Just over a week after the three-time Prime Minister announced his candidacy, his People of Freedom (PDL) party’s national secretary Angelino Alfano told a convention in Rome that a run by outgoing Prime Minister Mario Monti would avoid “handing the country back to the left and dragging Italy backwards”.

Roberto Formigoni, governor of the wealthy northern Lombardy region, said: “Today we are all for Monti to be candidate for Prime Minister.”

Former Foreign Minister Franco Frattini said: “Mario Monti and the Monti agenda have interpreted well the idea of the common good.”

“I hope they will continue interpreting it in the next parliament not because other European countries want this but because Italians need it.”

The 76-year-old Berlusconi has himself sown confusion by saying he is willing to drop his candidacy if Monti runs, adding to domestic and international pressure on the technocrat prime minister to spell out his intentions.

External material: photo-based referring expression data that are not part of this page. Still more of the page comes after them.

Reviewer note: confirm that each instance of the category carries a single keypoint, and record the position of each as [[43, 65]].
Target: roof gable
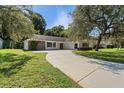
[[47, 38]]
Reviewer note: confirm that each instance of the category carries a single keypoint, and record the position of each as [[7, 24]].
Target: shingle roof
[[47, 38]]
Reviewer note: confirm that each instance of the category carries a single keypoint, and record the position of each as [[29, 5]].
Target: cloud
[[62, 18]]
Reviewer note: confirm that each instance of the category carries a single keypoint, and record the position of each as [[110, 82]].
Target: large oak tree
[[101, 19]]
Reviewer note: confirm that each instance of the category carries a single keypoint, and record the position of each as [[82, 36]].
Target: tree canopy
[[38, 21], [101, 19]]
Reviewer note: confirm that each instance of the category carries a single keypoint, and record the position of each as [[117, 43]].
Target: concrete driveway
[[87, 72]]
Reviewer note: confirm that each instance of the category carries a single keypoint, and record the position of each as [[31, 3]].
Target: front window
[[49, 44], [54, 44]]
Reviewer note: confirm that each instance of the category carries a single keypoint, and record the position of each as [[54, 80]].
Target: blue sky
[[55, 14]]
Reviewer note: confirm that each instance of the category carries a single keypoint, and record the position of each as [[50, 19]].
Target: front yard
[[26, 69], [113, 55]]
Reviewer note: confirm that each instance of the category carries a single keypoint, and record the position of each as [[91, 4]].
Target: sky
[[55, 14]]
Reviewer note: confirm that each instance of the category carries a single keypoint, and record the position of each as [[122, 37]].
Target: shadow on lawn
[[17, 62]]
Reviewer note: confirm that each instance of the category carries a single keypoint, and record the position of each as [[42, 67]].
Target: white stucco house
[[51, 42], [1, 43]]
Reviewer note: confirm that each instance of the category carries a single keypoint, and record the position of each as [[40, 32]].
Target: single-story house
[[1, 43], [42, 42]]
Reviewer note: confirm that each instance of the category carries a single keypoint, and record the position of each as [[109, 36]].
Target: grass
[[29, 70], [113, 55]]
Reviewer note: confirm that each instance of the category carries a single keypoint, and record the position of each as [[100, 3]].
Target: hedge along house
[[41, 42], [1, 43]]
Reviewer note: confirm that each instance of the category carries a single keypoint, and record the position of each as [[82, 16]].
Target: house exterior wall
[[50, 48], [70, 44], [1, 43]]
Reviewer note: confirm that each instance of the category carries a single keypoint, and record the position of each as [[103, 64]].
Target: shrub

Berlusconi reiterated his offer yesterday, saying in a note to his supporters that Monti “shares my, your and our ideals” and calling for an end to “sterile disputes” within his own party.

Recent polls have shown that what would be Berlusconi’s sixth election campaign in two decades would end in a crushing defeat at the hands of a resurgent centre-left, and political observers have said he may be looking for a way out.

The current favourite is centre-left Democratic Party leader Pier Luigi Bersani, a cigar-chomping ex-communist who has promised to follow Monti’s reforms but also do more for “jobs and equity”.

Berlusconi was forced out in November 2011 following a parliamentary revolt from within his own party, as well as a wave of panic on the financial markets and a surge of sex scandals. Monti, a former top European commissioner and a respected economics professor, was voted in by Parliament as Berlusconi’s replacement at the head of an unelected, technocratic government charged with saving Italy from the brink of bankruptcy.